6 thoughts on “Akiko and Dennis Tito Will Fly on Super Heavy Starship”

  1. Maybe it’s not to early for SpaceX to start thinking about developing a system to produce oxygen by processing lunar regolith? That ought to be smaller and less complex than all the systems needed to mine water ice to produce both fuel AND oxygen, and can be used anywhere on the lunar surface.

    If it isn’t a lot harder to get a Starship into Mars orbit vs to going directly to the surface (both can aerobrake, but orbit requires propellant to rendezvous with a LOX tanker or with one of the moons), the lunar oxygen-from-regolith system might be applied on Phobos or Deimos.

    Then you could add LOX before landing – less mass from Earth or bigger safety margins or maybe faster transit.

    And you could add LOX in Mars orbit before returning to Earth – far less O2 mass to be carried up to orbit, hence less methane and O2 production required on the surface, hence a lot less energy production requirements for the initial automated Mars surface fuel/oxygen production system. And due to more sunlit hours near the moons, less total solar panel mass brought from Earth for ISRU propellant production.

  2. Two scheduled passenger lunar flights for the first crewed Starship emphasizes the fact that SpaceX will have a complete Lunar Transport system in place once it builds the two Artemis HLS landers for NASA’s mission. It will have cargo/tanker/propellant depot Starships and an established ability to refill Starships with propellant.

    SpaceX will be able to sell NASA, ESA, or anyone including private corporations and individuals a lunar base and transport to the moon.

    This capability will have just emerged from fulfilling the contracts for NASA and Maezawa without SpaceX specifically investing in it.

    • I think both are lunar rendezvous flights, not landings.

      But lunar landings aren’t that far off. SLS/Orion is still there on Artemis just for PR and saving face.

      Truth is, crew Dragon and lunar Starship could do everything in the Artemis mission profile. Launch Starship, refill it, then launch people on Dragon, dock with Starship and go to the Moon, land and return to meet Dragon again for returning to Earth (it can do it with a handful of people onboard). If there are fuel concerns, they could launch a dedicated lander into lunar orbit and send people in another Starship to dock with it, and do Artemis sans Orion/SLS.

      Artemis still will be useful, though, because they’ll get paid for testing the Starship lunar landing and return capability before sending anyone there.

      In the same way crew Dragon was paid and developed according to NASA’s wishes, but now serves them well for other paying customers.

  3. I would think that there ought to be an uncrewed abort at max-Q and test of re-entry and landing from lunar speeds first. I would prefer to see such early crewed mission send people to LEO via Dragon and down via Dragon before sticking passengers on Starship.

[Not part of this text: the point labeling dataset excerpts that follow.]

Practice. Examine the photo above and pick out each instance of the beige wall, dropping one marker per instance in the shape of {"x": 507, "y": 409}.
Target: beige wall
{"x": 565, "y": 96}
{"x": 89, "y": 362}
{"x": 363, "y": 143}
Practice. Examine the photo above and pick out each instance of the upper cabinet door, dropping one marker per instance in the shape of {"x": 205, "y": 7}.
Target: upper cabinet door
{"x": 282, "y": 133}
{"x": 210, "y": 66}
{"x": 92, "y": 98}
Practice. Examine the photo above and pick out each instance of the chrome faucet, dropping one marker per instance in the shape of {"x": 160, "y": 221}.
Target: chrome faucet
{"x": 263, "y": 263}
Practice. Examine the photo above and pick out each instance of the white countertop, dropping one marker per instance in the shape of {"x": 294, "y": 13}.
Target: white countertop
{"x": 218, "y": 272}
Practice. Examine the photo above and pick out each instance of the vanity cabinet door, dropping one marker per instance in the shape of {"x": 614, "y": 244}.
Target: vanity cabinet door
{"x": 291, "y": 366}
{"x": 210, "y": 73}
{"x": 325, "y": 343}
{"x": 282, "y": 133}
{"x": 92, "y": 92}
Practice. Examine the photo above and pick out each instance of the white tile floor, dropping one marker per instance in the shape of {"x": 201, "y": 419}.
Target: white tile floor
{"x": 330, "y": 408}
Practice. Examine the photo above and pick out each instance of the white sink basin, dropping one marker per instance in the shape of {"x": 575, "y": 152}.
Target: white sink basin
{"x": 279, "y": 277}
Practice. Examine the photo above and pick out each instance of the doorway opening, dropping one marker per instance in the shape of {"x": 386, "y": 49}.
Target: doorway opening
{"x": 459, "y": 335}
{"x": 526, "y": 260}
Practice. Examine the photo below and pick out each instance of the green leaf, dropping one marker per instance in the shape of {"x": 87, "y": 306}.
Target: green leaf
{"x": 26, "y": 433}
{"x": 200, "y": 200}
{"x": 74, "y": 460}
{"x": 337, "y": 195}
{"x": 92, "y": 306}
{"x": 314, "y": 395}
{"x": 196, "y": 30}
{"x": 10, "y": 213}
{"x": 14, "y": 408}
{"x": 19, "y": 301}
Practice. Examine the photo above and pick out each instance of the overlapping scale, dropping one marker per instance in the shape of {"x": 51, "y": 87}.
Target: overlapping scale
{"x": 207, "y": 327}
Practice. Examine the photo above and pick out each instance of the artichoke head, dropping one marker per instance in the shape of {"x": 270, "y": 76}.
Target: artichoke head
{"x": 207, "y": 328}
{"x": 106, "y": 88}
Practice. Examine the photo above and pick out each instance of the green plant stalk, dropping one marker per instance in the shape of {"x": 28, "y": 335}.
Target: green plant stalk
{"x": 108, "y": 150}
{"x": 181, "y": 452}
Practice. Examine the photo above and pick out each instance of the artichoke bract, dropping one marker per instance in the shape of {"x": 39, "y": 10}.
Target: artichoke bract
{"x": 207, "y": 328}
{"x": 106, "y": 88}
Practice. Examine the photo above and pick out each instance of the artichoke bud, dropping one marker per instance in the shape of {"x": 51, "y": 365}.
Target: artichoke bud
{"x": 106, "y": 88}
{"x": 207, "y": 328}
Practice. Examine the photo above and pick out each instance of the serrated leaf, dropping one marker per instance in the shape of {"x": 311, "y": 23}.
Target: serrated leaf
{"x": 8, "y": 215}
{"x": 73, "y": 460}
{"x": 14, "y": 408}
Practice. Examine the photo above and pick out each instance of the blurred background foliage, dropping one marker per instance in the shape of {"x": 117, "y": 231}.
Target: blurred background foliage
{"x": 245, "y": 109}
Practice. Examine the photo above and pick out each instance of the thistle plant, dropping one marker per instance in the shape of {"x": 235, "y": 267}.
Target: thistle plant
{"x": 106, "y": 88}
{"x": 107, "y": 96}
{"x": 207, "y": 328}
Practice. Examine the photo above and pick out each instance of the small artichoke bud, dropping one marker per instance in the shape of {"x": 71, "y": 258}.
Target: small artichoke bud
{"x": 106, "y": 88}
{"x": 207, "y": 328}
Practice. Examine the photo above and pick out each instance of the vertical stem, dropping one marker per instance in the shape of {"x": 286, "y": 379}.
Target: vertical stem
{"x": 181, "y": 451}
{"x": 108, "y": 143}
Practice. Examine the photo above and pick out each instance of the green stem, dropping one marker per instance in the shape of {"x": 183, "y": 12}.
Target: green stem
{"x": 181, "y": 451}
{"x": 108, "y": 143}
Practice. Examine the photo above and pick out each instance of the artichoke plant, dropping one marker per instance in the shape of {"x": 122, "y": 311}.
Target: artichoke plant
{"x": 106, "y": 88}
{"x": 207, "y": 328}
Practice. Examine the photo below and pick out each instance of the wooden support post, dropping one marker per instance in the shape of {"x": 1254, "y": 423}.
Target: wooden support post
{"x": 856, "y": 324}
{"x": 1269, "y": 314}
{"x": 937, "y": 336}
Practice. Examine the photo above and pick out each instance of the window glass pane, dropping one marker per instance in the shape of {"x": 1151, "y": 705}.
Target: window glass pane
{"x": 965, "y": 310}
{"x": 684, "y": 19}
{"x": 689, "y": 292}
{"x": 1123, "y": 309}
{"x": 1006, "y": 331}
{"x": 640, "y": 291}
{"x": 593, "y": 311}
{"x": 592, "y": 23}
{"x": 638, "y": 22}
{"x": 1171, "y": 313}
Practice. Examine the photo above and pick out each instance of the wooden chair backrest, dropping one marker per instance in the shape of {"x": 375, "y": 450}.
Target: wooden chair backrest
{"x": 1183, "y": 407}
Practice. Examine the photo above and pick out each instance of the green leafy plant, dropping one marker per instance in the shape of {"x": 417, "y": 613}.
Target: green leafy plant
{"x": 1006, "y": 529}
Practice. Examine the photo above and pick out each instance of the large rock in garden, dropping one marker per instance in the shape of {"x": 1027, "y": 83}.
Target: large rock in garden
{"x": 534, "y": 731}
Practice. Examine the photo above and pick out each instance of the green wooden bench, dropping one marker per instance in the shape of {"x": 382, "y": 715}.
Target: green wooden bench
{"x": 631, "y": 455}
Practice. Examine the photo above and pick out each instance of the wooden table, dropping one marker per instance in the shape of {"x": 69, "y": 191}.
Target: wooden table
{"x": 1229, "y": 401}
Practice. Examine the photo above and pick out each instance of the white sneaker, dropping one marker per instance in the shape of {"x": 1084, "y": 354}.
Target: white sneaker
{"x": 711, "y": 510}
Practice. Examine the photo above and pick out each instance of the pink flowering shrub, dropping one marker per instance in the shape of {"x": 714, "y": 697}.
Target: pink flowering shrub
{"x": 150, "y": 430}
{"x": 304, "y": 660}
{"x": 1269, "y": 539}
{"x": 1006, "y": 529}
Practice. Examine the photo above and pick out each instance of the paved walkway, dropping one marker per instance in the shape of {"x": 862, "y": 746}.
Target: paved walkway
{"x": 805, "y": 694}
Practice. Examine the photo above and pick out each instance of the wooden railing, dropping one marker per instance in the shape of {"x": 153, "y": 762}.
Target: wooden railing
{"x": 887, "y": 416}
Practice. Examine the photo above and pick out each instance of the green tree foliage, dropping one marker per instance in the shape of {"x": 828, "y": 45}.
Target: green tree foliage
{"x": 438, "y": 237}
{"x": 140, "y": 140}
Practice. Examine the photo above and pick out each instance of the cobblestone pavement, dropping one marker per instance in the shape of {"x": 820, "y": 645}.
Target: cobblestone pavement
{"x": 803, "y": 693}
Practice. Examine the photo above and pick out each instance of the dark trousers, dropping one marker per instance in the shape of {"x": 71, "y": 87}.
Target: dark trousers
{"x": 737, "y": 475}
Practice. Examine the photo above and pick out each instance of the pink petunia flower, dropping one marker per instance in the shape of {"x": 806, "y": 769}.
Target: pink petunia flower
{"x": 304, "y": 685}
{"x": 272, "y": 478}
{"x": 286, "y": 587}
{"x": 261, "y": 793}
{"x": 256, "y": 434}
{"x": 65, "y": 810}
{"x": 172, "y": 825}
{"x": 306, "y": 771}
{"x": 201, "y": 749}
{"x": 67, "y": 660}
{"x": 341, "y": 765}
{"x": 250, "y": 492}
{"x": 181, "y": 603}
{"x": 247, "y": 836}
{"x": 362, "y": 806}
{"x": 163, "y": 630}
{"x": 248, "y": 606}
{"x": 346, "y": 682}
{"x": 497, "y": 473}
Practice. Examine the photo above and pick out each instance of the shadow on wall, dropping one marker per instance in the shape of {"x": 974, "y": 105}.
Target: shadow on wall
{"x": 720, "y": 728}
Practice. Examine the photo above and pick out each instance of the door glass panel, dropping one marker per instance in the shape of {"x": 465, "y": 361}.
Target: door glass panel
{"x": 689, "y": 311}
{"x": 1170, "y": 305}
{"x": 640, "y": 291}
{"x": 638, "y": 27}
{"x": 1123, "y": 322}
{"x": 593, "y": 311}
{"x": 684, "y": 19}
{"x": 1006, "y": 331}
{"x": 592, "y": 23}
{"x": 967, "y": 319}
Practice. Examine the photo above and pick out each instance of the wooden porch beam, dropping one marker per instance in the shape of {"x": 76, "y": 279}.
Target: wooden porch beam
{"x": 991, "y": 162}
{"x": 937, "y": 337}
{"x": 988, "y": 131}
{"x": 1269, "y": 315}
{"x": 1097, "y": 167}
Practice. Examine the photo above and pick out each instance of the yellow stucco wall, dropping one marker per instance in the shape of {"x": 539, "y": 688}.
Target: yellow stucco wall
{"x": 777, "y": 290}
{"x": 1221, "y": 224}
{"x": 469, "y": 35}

    • To be fair, there is nothing in the article that says that the crews won’t go into orbit using Falcon 9 and Dragon, only that they will fly (some around the Moon) on Starship.

      I’m not sure “abort at max-Q” is a useful test, but I expect to see uncrewed flights happening before the first crewed flight, which is Mr Isaacman’s.

      • I saw an article Wednesday or Thursday that said Tito claimed the whole trip was to be on Starship — no other vehicle involved. Might have been the article on Ars Technica, but I don’t recall clearly where I saw it.

        Of course, there is no guarantee the writer of that article got Tito’s quote correct, or even that Tito understands the mission profile completely.